I understand the waves of fatigue, Tupp. Psychological or physical. Several of my friends seem to be going through a trough right now too--I think the reality of "maybe summer" for completed vaccinations for many, and the uncertainty of when you'll actually get your shots, is eating at serenity. People announce they've gotten a shot and you feel glad for them but worried about when you'll hear about your own. I'm supposedly on a list (signed up twice to get email or text notification) but nothing's happened so far. My poet-friend's partner got his (heart issue + age).

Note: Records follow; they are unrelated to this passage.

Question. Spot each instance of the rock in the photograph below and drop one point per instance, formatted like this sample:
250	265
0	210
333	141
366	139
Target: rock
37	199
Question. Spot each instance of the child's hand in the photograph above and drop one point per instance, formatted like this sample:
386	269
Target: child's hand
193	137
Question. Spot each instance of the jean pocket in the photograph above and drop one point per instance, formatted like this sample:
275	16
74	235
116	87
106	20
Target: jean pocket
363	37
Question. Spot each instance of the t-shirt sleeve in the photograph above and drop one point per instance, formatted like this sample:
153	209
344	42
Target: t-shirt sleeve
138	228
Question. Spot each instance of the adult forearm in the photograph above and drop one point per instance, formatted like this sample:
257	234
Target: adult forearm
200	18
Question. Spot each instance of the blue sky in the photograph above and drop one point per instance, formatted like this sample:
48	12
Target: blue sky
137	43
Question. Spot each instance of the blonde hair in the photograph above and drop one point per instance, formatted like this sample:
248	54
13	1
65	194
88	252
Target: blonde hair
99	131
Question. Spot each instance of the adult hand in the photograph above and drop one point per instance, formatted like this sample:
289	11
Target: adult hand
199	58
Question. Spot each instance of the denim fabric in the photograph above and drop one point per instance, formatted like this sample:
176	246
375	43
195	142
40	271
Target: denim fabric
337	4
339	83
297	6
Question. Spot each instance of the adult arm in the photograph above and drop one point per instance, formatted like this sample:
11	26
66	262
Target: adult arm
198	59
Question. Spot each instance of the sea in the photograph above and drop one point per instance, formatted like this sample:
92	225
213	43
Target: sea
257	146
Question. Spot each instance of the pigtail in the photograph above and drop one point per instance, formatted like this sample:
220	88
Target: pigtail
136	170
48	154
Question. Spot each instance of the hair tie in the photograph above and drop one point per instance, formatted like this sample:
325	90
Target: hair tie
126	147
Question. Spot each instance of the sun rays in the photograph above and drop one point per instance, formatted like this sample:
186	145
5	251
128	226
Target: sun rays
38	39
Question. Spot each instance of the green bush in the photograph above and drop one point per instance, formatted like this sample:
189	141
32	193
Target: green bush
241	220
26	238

I'm finding myself comfortable in double-masks. The N95s are unavailable but the combo of one of those blue disposable masks covered with a fabric mask feels fine in cold weather, and I just read from a couple medical sources that using both is very close to as protective as an N95. I also like the idea of the simple fabric ones that have a top where you can tuck in a little slice of vacuuum cleaner (hoover) filter. Either of those getups nearly equals the N95. That plus sticking to my imaginary 8-foot distance seems sane enough to me. When I get super-restless in spring I'll just take more lovely drives with Pooch (and maybe M) and remind myself our mountains and lakes haven't gone anywhere, and we can go for walks in varied lovely places. Meanwhile, I go out no more than once a week, generally. Occasionally twice to M's for dinner; he's just 10 minutes away.
The only area where I still get tense is the food deliveries. I know that as they got more information about the virus the emphasis became by far more on respiratory transmission than surfaces so I'm not panic-spraying things the way I was, but it still makes me uneasy until they're all put away out of sight. I ignore the canned or boxed items for days, which means it dies on its own, but don't enjoy having big brown bags out on every surface for that time. Small problem though. Indoors is safer so I'm glad it's winter in a way. Hah. Never expected myself to say THAT.
I'm peaceful in my little home with Pooch, and feeling a bit better. First snow this morning! Just a sprinkle but it's pretty. I think "normal" will include masking for a long time, just the way it does in Asian countries where there's nothing weird about a mask over a face. But that's okay with me. I'll just have to master the art of hold-your-breath-hugging when the all-clear horn sounds.
One positive I am sensing now and then is that the turmoil of the pandemic, and the sorrow, has made many people more gentle rather than less (though that gets no headlines, of course). Like they're feeling a tenderness toward others because of our mutual fragility in the face of this hard pandemic. In my wee circles anyway, I've heard a lot of people regularly say things about gratitude. And when people talk about their distress, there's more kindness visible than before. Less vapid consumerism talk and more, even on Zoom, people expressing how meaningful and good it is to see each others' faces.